090601_Ishii-3.jpg デビューの時期や相手に関して聞かれた石井は「いつでもOKです。(相手は)自分が選ぶ権利はないと思うので、選ばれた相手とやります」と、猪木ばりの“いつ何時誰とでも”状態。ひとまず今月末にはオランダに武者修行に行き、ヒョードルと練習する予定だという。
 ブラジルでの練習で未知だった打撃にもかなり自信が持てるようになったそうで、指を3本立てて「自分の次、やる相手は持ってコレくらいです」と大胆発言! だが、記者から「それは3分という意味ですか?」と聞かれた石井は「いや、3ラウンドです」とまたまた石井節を炸裂させた。
 國保広報は「早ければ8月2日の戦極でデビューも考えているが、遅くとも年内かニューイヤーイベントまでには出てもらいたい。急に決まった話なので対戦相手候補もまだ考えていないが、本人も強い相手を望んでいる。8月は(試合が無理なら)最低限リング上で何かをやってもらいたい」と、まだデビューの時期に関して具体的な話し合いは出来ていないことを明かしたが、柔道の先輩である吉田秀彦との対戦の可能性を問われると、「一番面白いカードですよね」と答えるに止まった。だが、世間からの注目も集まるデビュー戦で、いきなりドリームカードが実現する可能性は十分あると見てよさそうだ。

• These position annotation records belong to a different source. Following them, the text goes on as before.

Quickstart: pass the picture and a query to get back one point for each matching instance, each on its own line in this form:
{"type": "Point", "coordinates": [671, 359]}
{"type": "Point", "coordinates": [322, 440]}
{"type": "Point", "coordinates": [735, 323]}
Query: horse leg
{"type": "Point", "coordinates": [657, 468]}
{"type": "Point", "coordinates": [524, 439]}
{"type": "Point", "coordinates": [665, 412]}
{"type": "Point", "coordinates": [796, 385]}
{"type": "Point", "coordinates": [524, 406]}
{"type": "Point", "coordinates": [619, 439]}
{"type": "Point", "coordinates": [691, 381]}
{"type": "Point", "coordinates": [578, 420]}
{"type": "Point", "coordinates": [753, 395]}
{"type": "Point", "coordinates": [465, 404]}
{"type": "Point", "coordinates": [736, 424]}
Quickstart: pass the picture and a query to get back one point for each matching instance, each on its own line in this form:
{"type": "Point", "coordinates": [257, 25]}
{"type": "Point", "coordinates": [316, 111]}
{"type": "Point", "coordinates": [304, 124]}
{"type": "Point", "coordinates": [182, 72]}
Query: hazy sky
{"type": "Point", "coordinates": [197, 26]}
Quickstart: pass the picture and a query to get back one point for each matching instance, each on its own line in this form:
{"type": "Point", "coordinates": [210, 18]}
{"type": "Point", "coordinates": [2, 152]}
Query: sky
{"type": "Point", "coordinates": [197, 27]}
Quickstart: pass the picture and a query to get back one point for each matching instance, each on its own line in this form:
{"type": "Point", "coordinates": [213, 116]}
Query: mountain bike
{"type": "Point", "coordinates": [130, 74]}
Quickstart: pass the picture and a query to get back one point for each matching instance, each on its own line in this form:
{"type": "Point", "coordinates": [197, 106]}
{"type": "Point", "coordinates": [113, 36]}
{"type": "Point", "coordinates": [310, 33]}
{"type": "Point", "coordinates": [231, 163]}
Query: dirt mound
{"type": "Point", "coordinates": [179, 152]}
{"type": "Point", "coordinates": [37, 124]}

 さらに國保広報は石井が地上波のゴールデンタイム中継も可能なDREAMではなく、戦極を選んだ理由を「いつも我々は競技性の高さを強調しているが、そこが(石井にも)響いたんだと思う。某プロデューサーが『(戦極とは)やりたいことが違った』と言っていたが、先日テレビで見たDREAMのやりたいことがスーパーハルク)トーナメントであるのなら確かにやりたいことが違う!」とチクリ。ただし、どちらが一番とか二番とか優劣を決めるのではなく、お互いにライバルとして切磋琢磨する関係を望んでいるとのことで、「石井、日本マットでデビュー」というニュースは「日本の格闘技界にとって久し振りに明るいニュース」とした。